Capitalization of world stock markets, at the end of the year, (million dollars).

Markets

1980s

1985

1990s

1995

1999

United Kingdom

205200

328000

848866

2955000

2576992

Germany

71700

183765

355073

1432167

1270243

Italy

25300

58502

148766

728240

768364

UNITED STATES

1448100

2324646

3059434

16773000

15104037

France

54600

79000

314384

1502952

1446634

Japan

379700

978663

3917679

4455348

3157222

All developed markets

2631100

4496503

8784770

32877000

29393953

Brazil

9200

42768

16354

227962

203570

India

7600

14364

38567

185000

142780

China

2028

330703

Korea

3800

7381

110594

306128

148361

Mexico

13000

3815

32725

154044

125204

Russia

50000

39000

SOUTH AFRICA

55439

137540

280526

204301

All Emerging Markets

96900

145873

613621

1939919

2211047

World

2728000

4667766

9398351

17782071

31605000

Especially rapid growth of the global stock market occurred in the second half of the 90s and is associated, first of all, with information technology companies, primarily the United States. The U.S. share of global capitalization increased from 30% in the late 80s to almost 50% in the late 90s. At the same time, Japan’s share, which reached 38% in 1989, fell to 9-12% by the end of the last decade. The consequences of the crisis of 1990-1991 in the stock market of this country continued to be felt throughout the decade. Europe’s share has increased slightly, from a quarter to a third of the world’s.
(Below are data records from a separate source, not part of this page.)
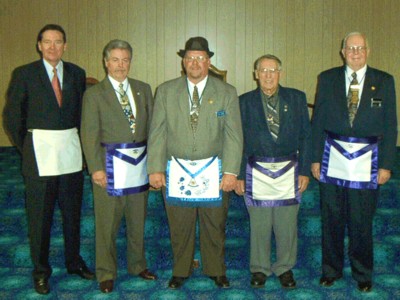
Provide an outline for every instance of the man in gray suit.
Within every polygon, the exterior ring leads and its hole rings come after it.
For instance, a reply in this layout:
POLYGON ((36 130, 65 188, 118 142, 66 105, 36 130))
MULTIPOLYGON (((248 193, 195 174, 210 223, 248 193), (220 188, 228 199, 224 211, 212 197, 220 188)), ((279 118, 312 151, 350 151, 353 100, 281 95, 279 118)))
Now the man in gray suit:
POLYGON ((113 290, 117 276, 116 236, 127 227, 128 272, 154 280, 144 255, 148 177, 146 140, 153 97, 147 83, 128 78, 132 47, 110 41, 103 52, 108 75, 83 98, 82 145, 93 181, 96 218, 96 276, 100 290, 113 290))
POLYGON ((193 271, 197 215, 203 271, 227 288, 227 192, 236 186, 243 147, 238 97, 234 87, 208 76, 214 53, 205 38, 190 38, 178 54, 186 76, 157 89, 148 160, 150 185, 163 187, 171 232, 169 288, 181 287, 193 271))

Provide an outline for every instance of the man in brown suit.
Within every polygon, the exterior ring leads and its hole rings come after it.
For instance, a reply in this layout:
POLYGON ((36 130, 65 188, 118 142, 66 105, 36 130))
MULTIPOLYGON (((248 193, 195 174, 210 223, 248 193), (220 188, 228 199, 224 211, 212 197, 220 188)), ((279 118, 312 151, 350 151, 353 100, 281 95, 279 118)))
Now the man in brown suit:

The growth of capitalization was mainly due to an increase in the price of shares, since the number of joint-stock companies that have an official quotation on stock exchanges (and capitalization is calculated only for these companies) has changed insignificantly in developed countries. The number of issuers for a decade and a half of the past century  increased here from 18 to 21 thousand.

The growth of debt markets also outpaced the growth of  the real economy. The volume of debt on securities in relation to GDP increased from 80% in 1990 to 120% in 1999 At the same time, if in the 80s, in the first half of the 90s. growth was mainly due to government borrowing, then since the late 90s, due to the tendency to reduce budget deficits and the relative size of the public debt of most developed countries (with the exception of Japan), this indicator began to decline, but at the same time, the activity of private issuers has increased markedly. Over the same period, the ratio of debt on securities of private issuers to GDP increased from 34 to 50-55%.

Approximately half of all securities debt falls on the United States, and on developed countries as a whole – 94%, i.e. here industrialized countries dominate even more than in stock markets (Table 11.3).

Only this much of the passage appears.